But she wasn’t nice, or forgiving, and she hoarded slights and wrongs in her memory like towering piles of dirty laundry. Amy had never met a conflict she wouldn’t run toward headlong, and Tristen was not about to be the exception.

“You got something else you want to say to me?” she prodded. “Or are you planning on sitting there all evening, sulking on account of I didn’t weep with devotion at the sight of your claw-machine trinket?”

He glowered at the tabletop, lifting one shoulder in an almost imperceptible shrug.

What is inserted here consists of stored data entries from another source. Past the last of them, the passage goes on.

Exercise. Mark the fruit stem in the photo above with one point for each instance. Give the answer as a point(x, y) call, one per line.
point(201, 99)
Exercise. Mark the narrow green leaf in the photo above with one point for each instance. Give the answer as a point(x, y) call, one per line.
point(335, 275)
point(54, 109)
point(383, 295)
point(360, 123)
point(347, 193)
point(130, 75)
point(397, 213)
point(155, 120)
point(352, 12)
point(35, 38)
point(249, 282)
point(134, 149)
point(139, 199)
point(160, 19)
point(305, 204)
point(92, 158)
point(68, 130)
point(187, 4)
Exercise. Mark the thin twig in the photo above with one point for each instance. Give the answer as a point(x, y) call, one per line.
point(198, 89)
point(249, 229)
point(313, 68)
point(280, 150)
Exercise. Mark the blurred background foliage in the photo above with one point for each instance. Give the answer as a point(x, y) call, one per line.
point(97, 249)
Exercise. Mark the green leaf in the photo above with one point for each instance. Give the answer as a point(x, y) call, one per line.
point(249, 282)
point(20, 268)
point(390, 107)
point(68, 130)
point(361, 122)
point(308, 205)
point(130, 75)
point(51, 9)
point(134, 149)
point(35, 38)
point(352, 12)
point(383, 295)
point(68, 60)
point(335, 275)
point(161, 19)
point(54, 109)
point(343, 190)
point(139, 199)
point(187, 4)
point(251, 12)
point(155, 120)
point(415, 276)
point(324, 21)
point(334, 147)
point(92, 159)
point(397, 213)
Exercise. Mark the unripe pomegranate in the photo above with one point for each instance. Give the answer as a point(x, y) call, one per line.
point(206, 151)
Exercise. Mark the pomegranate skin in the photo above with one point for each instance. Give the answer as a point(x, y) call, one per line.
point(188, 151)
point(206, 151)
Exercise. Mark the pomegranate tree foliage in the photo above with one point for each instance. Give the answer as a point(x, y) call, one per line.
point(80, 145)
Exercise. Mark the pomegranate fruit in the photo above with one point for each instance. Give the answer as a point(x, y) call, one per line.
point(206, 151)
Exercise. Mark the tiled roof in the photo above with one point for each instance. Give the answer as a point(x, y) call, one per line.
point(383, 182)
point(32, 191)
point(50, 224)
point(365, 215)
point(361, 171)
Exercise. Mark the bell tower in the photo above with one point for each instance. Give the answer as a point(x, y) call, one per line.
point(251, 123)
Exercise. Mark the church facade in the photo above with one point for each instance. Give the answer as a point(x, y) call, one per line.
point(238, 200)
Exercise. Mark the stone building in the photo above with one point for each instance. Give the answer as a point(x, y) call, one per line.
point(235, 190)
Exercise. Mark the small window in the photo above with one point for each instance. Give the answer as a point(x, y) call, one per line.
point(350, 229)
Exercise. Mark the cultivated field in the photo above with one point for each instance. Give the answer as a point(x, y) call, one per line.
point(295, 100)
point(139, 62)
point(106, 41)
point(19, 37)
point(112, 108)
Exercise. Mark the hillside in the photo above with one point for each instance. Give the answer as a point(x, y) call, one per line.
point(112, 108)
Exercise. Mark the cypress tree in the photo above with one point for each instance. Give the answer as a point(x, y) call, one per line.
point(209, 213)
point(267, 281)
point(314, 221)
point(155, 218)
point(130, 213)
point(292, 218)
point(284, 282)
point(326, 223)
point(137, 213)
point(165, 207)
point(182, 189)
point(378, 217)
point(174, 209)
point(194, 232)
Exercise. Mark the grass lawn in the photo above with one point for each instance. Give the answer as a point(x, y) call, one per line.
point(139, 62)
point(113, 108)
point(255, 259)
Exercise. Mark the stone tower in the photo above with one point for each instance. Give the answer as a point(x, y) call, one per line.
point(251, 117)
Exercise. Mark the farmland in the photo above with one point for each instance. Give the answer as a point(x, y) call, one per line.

She rolled her eyes. “In that case, I have somewhere else I need to be. Thanks for a pleasant evening. Wish I could say I’d love to do it again, but as it happens, next time we run into each other I think it’s best we pretend we’ve never met.”

Tristen didn’t look up, and part of her deflated, her appetite for a confrontation left unfulfilled. Then she reminded herself it was for the best, drained her mostly full wineglass in one gulp, and sauntered out of the saloon without a backward glance.

It was barely six o’clock but already the late-November sun had dropped below the horizon, leaving Main Street dark and hushed, its quaint shops’ buzzy daytime trade reduced to the occasional orange haze of a bulb left to glow deep within a shuttered store. This was one of Amy’s favorite times of year, weather-wise, the unrelenting summer heat of the Texas Hill Country finally giving way to cool breezes and crisp evenings. By New Year’s, they’d be in the topsy-turvy cycle of sixty-degree days and subzero freezes, but for now the air was calm, the trees bare, the shadows long and low.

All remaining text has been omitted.